Ooh, yes, you must try tea! So many different kinds! And loose leaf is the best. (I’m too good for bag tea.)
I have thought before that King George must have been pretty hacked after that Tea Party, and I’ve wondered if maybe the Intolerable Acts were justified. But then I remember that I’m not supposed to be a George sympathizer. (But I am a little bit of a lost-forever-tea sympathizer.) I like your plot idea!
My Mom and I drink tea, but only with sugar no cream and usually at supper not breakfast. Very interesting post,I may have to check out that book!lol
I drink tea all day long, so I totally support supper time tea.

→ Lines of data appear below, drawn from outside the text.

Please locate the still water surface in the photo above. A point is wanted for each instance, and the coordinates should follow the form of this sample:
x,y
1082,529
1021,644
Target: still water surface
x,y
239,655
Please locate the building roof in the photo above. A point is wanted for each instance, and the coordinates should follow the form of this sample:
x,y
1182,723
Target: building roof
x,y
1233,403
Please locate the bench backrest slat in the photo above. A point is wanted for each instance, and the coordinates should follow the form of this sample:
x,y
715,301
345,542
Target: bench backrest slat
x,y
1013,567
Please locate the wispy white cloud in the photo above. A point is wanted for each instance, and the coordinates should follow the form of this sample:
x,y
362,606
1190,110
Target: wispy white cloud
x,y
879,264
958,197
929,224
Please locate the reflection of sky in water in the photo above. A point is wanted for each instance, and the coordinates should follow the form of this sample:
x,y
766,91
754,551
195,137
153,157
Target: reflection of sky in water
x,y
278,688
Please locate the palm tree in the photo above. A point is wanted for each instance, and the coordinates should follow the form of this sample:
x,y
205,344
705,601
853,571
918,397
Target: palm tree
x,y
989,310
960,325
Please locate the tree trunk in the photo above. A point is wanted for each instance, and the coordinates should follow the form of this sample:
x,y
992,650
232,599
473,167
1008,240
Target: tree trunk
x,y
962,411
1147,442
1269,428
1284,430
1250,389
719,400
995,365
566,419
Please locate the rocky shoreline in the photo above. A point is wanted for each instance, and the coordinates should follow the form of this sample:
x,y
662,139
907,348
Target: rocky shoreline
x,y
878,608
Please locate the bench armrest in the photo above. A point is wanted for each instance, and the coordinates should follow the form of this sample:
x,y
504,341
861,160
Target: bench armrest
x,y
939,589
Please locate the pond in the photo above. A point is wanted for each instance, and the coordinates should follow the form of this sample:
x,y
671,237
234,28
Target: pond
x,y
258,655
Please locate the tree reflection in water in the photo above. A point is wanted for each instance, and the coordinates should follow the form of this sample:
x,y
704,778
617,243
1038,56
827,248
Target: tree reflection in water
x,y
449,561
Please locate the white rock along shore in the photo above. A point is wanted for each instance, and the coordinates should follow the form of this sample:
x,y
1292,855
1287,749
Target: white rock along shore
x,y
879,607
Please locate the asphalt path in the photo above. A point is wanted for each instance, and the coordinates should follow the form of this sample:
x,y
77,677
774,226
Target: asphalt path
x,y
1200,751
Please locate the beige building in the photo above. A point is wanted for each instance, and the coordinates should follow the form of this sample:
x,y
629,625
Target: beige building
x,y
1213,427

I don’t drink tea OR coffee. Never have. Neither does my sister or her husband. Mom and Dad have to provide their own coffee pot and coffee when they visit.
Lol! We have also told guests that if they want coffee in our house they’d better bring their own — we do always have good quality (loose leaf) tea in the house, and I love to fix a potful for guests, but never coffee. DH and I have tea in the morning when we get up, before breakfast, and often a second potful in the afternoon. BTW, I often laugh at JAFFs and dramatizations that have Jane’s characters taking “afternoon tea.” (Or the mis-identified “high tea,” which was actually the evening meal in working-class homes and also called “meat tea.”) This mini-meal was not created until 1840 by one of Queen Victoria’s ladies in waiting, after gas was laid on in wealthier houses and people began to dine later and later until it became a long stretch between breakfast and supper. Regency-era folks did do a lot of snacking throughout the day, including tea, usually with bread and butter but sometimes with sweets. Thank you for this article KIrstin.
Glad you enjoyed it! Thanks for joining the conversation.
Your comment reminded me of what I read about Austen poking fun at the upper classes pushing their dinner hour later and later to distinguish themselves from the lower classes. The Bennets dine two hours earlier than Bingley’s sisters, who dislike the vulgar ways of the country. Then, in “The Watsons,” the Watsons dine at three, but at the Castle, the lord and his guests are just finishing at midnight, which is Austen’s comical exaggeration. I thought those were interesting little tidbits that are harder to catch as a modern reader (although you seem quite knowledgeable so probably caught them!).
Your teeth must be nice and white and beautiful.
One plus to the masks was that I could slurp my tea and stain my teeth, and no one would ever know!